From many interviews with great photographers that I have read over the years, I knew that there was a so called “zone” they got into when working at their peak, whether photographing the Olympics, a war or even fashion models. Over the decades, I have spent my fair share of time in that zone too. But this situation was unusual in that I had to shift in and out of that zone constantly. One minute I was talking with a family trying to be empathetic, but not too much so in order not to lose my composure. The next moment I was expected to be the expert and accomplished photographer. In the end it was one of the harder shoots I have ever done because I had to toggle back and forth between roles so rapidly.

Photographing families traumatized by pesticide-induced birth defects or the Mid-East conflict turns out to be easier because in those situations I was only doing one job as I was getting into that “zone.” Up to that moment, photographing the first Gulf War in 1991 for Life Magazine had always seemed like one of the most challenging assignments I had ever had. That is because when the war started it looked like it might be World War Three and I was smack in the middle of it, risking life and limb. In the end, that war turned out to be a historical blip and little more. The imagery of that war has been relegated to archives and historians, to be trotted out occasionally in discussions on geopolitics and historical trends.

Though the audience for the work we made that day while working for “Flashes of Hope,” may be smaller, in the end the photographs we made are likely to be more meaningful to those families. Imagery of the first Gulf War ended up being very abundant and not particularly unique. Photographs of those children, who were soon to be gone, were not abundant and what we made was unique.

When I was young I aspired to cover at least one war, to see what it was like. Now that I am older, I am glad that I did that and glad that I now have something to compare it to. Photographing the kids at the “Flashes of Hope” event was very different than my other challenging projects such as photographing families traumatized by pesticide-induced birth defects or the Mid-East conflict. But I am a better person for having done both, which together remind me why I love being a photographer, and how different photographs are so important to different people.

4 responses to “Staring at life, staring at death (part two)”

  1. I was surprised you didn’t have comments for this series yet. I enjoyed reading it–and your other posts. Very nice. Thank you.

  2. its a lot on which to comment. I’m sort of speechless and any comment from me would pale in comparison to the original blog entry.

  3. Your post serves to remind me that photography is intrinsically personal and a photograph is often more than just a photograph.

    I’ve become aware that I have the selfish luxury of shooting simply for myself. I’ve agonized, over the years about critiques of my images and trying to determine how to shoot better, capture better images, be better skilled at doing things with those images using more photo tools than I need (lightroom, photoshop, myriad of plug-ins and filters, realitively overpowered mac pro) but the truth is at the end of the day the only person I have to please in the endeavor and in any form of final result, is me.

    In your case, almost all images are for either a project or a client and the images in some way serve that master. (your commercial photographer-world oldest profession metaphor). In the case of the photographs at the hole in the wall gang camp, it wasn’t “just professional” because the circumstances were heart wrenching and profound and touching.

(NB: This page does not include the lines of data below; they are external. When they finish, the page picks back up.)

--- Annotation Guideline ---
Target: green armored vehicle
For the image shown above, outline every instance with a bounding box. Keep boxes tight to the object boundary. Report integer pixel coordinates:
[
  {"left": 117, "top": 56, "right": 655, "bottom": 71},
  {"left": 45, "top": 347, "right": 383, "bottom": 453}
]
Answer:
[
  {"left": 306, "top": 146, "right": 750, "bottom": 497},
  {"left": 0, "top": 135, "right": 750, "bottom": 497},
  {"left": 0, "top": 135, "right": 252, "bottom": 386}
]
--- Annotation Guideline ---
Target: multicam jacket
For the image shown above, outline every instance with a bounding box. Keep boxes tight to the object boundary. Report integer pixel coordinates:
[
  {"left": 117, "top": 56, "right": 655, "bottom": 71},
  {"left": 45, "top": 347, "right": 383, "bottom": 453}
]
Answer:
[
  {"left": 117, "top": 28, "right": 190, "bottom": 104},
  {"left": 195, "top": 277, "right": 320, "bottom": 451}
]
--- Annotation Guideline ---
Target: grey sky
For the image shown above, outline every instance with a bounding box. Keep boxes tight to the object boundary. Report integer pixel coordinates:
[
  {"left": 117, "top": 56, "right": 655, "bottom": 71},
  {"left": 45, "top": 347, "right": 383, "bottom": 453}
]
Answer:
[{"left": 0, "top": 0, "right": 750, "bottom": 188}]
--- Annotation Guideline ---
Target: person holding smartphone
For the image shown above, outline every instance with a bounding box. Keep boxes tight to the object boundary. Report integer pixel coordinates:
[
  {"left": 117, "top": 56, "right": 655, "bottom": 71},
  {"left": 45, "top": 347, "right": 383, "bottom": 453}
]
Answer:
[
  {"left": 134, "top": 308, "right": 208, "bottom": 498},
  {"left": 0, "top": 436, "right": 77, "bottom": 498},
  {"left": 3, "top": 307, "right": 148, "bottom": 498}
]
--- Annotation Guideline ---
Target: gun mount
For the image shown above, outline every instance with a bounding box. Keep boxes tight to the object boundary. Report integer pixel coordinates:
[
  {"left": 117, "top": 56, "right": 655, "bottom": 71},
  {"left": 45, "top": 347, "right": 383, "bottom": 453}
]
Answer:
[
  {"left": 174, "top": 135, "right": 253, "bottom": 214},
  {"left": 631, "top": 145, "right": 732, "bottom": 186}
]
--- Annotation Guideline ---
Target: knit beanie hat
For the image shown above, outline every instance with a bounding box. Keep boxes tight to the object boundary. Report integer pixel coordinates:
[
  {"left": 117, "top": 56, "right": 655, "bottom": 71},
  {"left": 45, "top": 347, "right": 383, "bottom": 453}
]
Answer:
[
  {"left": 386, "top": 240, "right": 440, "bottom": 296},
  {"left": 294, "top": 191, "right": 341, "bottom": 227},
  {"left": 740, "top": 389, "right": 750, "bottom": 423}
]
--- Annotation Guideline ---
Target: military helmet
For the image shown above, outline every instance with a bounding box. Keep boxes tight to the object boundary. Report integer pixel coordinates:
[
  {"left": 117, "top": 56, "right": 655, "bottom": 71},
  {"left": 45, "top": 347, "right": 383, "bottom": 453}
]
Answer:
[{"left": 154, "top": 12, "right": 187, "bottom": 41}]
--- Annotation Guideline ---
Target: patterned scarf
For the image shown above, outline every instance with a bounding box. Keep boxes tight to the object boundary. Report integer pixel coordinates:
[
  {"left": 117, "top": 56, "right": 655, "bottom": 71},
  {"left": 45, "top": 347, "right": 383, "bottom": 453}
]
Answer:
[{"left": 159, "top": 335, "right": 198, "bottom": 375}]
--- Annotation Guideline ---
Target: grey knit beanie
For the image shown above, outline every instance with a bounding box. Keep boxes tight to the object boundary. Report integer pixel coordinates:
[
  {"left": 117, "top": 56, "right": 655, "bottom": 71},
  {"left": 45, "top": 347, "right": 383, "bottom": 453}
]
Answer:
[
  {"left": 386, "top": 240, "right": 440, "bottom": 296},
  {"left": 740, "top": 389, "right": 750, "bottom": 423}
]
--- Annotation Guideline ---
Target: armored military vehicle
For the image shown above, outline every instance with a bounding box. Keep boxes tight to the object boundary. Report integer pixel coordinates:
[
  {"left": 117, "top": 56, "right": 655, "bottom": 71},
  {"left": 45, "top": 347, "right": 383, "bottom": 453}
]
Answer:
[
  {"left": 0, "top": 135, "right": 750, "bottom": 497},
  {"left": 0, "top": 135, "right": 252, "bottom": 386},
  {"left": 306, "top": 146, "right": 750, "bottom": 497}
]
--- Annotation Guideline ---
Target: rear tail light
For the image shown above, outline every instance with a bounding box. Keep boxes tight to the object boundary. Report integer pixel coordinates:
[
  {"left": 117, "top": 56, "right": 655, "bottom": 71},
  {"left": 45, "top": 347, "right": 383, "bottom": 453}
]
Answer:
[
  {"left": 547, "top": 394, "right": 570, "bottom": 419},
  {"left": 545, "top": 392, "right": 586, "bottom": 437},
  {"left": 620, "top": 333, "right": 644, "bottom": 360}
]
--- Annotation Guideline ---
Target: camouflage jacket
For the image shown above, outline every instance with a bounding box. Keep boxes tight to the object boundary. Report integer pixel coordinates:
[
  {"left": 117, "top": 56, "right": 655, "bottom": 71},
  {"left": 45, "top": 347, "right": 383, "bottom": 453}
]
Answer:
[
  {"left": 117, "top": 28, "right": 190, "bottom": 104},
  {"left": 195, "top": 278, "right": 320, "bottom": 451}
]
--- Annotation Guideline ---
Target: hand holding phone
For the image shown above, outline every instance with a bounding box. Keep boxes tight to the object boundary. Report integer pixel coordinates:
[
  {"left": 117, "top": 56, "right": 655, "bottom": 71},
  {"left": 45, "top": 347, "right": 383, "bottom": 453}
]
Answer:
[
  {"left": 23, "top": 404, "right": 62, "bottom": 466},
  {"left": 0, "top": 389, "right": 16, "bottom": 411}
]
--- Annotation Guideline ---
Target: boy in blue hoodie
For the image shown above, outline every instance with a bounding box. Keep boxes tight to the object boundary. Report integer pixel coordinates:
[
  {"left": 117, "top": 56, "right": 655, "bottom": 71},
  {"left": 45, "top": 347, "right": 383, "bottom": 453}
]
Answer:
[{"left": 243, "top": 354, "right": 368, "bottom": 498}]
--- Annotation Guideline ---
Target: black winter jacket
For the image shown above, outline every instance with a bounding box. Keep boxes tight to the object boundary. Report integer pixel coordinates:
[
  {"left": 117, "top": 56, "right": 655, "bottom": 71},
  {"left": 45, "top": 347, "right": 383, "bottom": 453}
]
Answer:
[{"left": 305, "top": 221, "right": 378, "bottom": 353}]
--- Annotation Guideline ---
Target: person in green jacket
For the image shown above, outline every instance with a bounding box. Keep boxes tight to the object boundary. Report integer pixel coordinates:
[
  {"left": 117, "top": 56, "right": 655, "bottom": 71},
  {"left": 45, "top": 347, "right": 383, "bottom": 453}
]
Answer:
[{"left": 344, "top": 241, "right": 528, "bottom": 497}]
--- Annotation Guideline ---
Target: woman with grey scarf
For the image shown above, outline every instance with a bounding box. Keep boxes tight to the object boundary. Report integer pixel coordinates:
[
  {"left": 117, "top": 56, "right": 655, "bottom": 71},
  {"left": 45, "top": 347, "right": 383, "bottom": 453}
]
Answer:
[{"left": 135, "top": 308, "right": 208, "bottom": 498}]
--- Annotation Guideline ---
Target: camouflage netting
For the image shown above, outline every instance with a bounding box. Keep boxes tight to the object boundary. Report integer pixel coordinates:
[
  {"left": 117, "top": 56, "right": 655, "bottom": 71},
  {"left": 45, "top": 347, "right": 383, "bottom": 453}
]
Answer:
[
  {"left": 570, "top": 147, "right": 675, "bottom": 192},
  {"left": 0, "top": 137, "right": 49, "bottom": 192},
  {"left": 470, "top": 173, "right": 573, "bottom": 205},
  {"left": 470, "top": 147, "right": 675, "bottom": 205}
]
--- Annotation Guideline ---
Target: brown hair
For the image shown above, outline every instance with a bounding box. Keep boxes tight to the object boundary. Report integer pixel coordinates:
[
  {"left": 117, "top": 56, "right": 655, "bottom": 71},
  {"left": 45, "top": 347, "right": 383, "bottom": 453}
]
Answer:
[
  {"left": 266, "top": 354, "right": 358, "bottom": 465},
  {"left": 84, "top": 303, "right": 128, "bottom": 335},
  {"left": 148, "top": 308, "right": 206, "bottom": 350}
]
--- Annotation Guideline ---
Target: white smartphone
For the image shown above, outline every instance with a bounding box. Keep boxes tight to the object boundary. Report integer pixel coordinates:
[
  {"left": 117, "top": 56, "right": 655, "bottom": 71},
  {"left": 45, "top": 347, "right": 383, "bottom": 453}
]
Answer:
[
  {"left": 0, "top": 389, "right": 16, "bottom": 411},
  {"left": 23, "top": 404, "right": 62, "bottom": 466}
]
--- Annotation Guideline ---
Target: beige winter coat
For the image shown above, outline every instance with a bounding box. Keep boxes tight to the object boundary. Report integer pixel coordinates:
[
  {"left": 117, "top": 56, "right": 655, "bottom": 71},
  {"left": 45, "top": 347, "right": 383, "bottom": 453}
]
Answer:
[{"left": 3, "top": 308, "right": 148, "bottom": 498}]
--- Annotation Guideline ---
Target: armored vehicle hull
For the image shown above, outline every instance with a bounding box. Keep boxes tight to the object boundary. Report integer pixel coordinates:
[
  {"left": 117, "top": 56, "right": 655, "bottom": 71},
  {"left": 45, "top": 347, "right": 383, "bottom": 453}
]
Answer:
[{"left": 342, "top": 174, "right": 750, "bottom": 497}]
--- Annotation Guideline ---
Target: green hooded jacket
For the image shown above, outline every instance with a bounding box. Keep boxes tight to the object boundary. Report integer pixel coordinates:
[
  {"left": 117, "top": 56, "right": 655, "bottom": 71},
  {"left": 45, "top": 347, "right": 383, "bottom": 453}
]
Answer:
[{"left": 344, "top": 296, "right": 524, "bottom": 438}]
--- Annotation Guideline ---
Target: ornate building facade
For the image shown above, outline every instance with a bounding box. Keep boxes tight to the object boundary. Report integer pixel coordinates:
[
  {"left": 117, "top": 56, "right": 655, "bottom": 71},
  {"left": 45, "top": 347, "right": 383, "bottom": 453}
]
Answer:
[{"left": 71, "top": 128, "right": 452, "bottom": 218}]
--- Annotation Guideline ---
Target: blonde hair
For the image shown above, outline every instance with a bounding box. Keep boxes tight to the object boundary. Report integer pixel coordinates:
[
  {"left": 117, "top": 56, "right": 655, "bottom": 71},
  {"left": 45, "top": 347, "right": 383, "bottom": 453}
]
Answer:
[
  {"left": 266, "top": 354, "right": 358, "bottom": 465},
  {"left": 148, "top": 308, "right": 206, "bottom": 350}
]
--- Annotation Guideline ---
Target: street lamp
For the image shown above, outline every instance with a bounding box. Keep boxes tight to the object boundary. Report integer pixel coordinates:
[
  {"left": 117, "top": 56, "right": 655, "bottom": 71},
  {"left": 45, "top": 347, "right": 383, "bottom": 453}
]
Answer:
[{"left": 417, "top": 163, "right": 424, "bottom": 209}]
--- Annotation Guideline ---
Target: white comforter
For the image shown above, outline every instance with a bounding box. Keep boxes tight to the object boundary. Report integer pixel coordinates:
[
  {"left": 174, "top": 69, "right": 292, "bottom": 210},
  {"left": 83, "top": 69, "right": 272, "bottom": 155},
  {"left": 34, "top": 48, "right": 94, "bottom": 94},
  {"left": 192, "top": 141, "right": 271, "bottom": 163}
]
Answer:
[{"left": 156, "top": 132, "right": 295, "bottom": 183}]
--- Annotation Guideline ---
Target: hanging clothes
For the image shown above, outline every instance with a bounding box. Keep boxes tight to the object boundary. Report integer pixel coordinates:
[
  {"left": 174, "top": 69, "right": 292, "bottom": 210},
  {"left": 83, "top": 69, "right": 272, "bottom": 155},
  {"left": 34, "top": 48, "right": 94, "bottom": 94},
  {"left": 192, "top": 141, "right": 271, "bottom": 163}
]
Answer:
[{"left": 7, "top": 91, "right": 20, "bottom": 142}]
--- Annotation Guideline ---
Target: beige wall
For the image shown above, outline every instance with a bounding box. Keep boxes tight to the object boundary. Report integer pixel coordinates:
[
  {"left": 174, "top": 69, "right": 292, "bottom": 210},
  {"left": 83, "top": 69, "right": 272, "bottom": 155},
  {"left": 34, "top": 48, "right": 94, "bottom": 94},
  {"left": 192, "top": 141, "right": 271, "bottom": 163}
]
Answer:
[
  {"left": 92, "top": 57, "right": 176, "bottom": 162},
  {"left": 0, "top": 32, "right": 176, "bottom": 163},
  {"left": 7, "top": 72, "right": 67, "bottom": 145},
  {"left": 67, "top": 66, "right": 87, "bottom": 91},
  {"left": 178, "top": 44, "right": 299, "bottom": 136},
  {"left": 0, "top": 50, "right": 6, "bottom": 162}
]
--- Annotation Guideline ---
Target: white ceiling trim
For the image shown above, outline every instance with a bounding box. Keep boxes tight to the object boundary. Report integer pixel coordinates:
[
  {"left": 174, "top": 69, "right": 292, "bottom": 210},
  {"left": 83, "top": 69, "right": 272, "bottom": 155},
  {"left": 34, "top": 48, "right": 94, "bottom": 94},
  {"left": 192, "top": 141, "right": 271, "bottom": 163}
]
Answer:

    In your dual roles as technical and reasonably dispassionate “photographer” and the “person” behind the camera interacting with the kids and their families the resulting images became much more personal because you know they will be a chronicle and a cherished memory for the families of the children who pass away in the next few months or years.

  4. Very interesting and personal. I wonder though, how you could move in and out of the (psychological) zone. To me, being immersed in “the zone” and leaving it, are out of one’s control.
    If you find the time and have not already seen it, you may be interested in the book “Flow” by (get this name!) Csikszentmihalyi.